Google has released a monster 108 fixes in its Android security update for July, and has even split the update in two to due to flaws in the drivers of chips from Qualcomm, MediaTek, and NVIDIA.
The latest update is a little more complicated than others Google has issued since kicking off monthly updates a year ago. Until now, Android owners could tell how up-to-date their phones were by checking ‘About Phone’ in Settings to view the Android Security Patch Level. The screen would display the first day of the month that the patch was issued.
But for July, Google split this month’s update into two security patch levels: one for July 5, 2016 that covers devices with vulnerable drivers from Qualcomm, MediaTek, and NVIDIA and includes general Android fixes; and another for July 1, 2016 that guarantees to fix Android bugs, but may fix device-specific bugs.
Google split the update to help Android handset makers fix critical issues faster. Just under three-quarters of the bugs Google fixed were “device specific”, affecting drivers of certain chips that may be used one model, but not another. The update highlights the so-called fragmentation issues that Android has become known for.

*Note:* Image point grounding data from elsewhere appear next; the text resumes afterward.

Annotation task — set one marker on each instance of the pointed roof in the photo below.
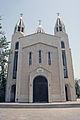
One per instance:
(40, 28)
(59, 26)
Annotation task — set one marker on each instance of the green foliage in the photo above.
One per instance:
(77, 87)
(4, 52)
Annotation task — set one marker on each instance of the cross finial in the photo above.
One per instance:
(58, 14)
(39, 22)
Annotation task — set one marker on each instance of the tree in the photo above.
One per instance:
(4, 52)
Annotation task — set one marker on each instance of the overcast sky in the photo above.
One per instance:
(45, 10)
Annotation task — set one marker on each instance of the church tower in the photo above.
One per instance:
(40, 66)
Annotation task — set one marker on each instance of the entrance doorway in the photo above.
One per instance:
(40, 89)
(67, 92)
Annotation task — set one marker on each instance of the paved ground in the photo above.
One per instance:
(40, 114)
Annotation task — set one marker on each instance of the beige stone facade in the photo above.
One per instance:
(43, 71)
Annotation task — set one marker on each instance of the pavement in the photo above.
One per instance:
(71, 113)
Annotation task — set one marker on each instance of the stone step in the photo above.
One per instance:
(41, 105)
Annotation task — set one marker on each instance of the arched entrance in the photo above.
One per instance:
(40, 89)
(13, 92)
(67, 92)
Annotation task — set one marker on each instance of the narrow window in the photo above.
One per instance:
(62, 44)
(15, 65)
(16, 45)
(30, 58)
(64, 64)
(49, 58)
(39, 56)
(22, 29)
(57, 29)
(18, 28)
(60, 28)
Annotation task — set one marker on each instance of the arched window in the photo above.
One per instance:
(49, 58)
(30, 58)
(15, 64)
(64, 64)
(13, 93)
(16, 45)
(62, 44)
(22, 29)
(18, 28)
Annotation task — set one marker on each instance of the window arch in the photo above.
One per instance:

“Devices that use the security patch level of July 5, 2016 or newer must include all applicable patches in this (and previous) security bulletins,” Google explains in its July bulletin.
“Devices that use the July 1, 2016 security patch level must include all issues associated with that security patch level, as well as fixes for all issues reported in previous security bulletins. Devices that use July 1, 2016 security patch level may also include a subset of fixes associated with the July 5, 2016 security patch level.”
There are two “critical” issues in Google’s July 1 patch level, which include seven distinct flaws affecting Android’s Mediaserver component. Mediaserver bugs have dominated critical bugs in Android since Google began monthly patching. Google has made the component more secure in the next version of Android, Nougat, by restricting system permissions.
The July 5 patch level covers seven “critical” issues spanning 12 vulnerabilities that affect drivers from Qualcomm, MediaTek, and NVIDIA.
The update includes fixes for dozens of high severity bugs in Qualcomm chips for Android devices and follows new evidence that Qualcomm’s implementation of ARM’s hardware security module could be broken to undermine encryption on Android devices.